By 1920, the Great War Veteran’s Association had formed, and they gained use of the former hospital building. The G.W.V.A. was later to become the Royal Canadian Legion, and the old hospital served as the legion building until it burned down in 1961. The G.W.V.A. felt that the community should have a permanent cenotaph, rather than simply the plaque on the courthouse. They began fundraising for the cenotaph, and decided that a new plaque would be prepared, as some of the names on the courthouse plaque were incorrect.
At the time that the cenotaph was to be built, there was a street known as Government Road that angled from Victoria Road to Third Street, cutting through the former Mountain View School property. The last vestige of this angled road can be seen on what is now Pearson Street, alongside the Lordco store. The City of Revelstoke granted a small triangle of land at the intersection of First Street, Garden Avenue and Government Street for the cenotaph.
The War Committee raised funds through a benefit play and by running a refreshment stand at the Ski Festival and through donations. The total cost for the Cenotaph project was $3,370, including $2,600 for the cenotaph itself and $475 for the bronze tablet. The monument was made of white hammered granite by the B.C. Monumental Works of New Westminster, and the bronze tablet was made by O.B. Allan, Jeweler of Vancouver. In a letter to the War Memorial Committee dated July 23, 1923, the manager of the B.C. Monumental Works states: “The bronze tablet is, in our opinion, very fine indeed and by far the best we have seen used on any war memorial so far put up by this company.”
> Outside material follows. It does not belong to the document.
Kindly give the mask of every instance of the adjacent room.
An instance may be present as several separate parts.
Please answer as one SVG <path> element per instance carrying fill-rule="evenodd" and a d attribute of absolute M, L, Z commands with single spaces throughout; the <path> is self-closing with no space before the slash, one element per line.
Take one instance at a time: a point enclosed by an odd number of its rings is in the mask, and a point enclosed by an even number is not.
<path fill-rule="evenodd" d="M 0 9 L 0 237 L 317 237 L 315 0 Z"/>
On September 2, 1923, a large crowd gathered in front of the new war memorial. The Revelstoke Band and combined choirs from all of Revelstoke’s churches were present to lead the music at the service. The Cenotaph was unveiled by Brigadier General Victor W. Odlum with the following words: “Greater love hath no man than this: that a man lay down his life for his friend. In grateful recognition in the service they have performed for us, our Dominion, for the Empire and for civilization, and in recognition, too, of the great price they paid in giving that service, in the name of the citizens of Revelstoke, I unveil this monument to them.”
Memorial tablets were added after World War II and after the Korean War. Once Government Road was closed in the 1960s, the cenotaph was moved to its present location.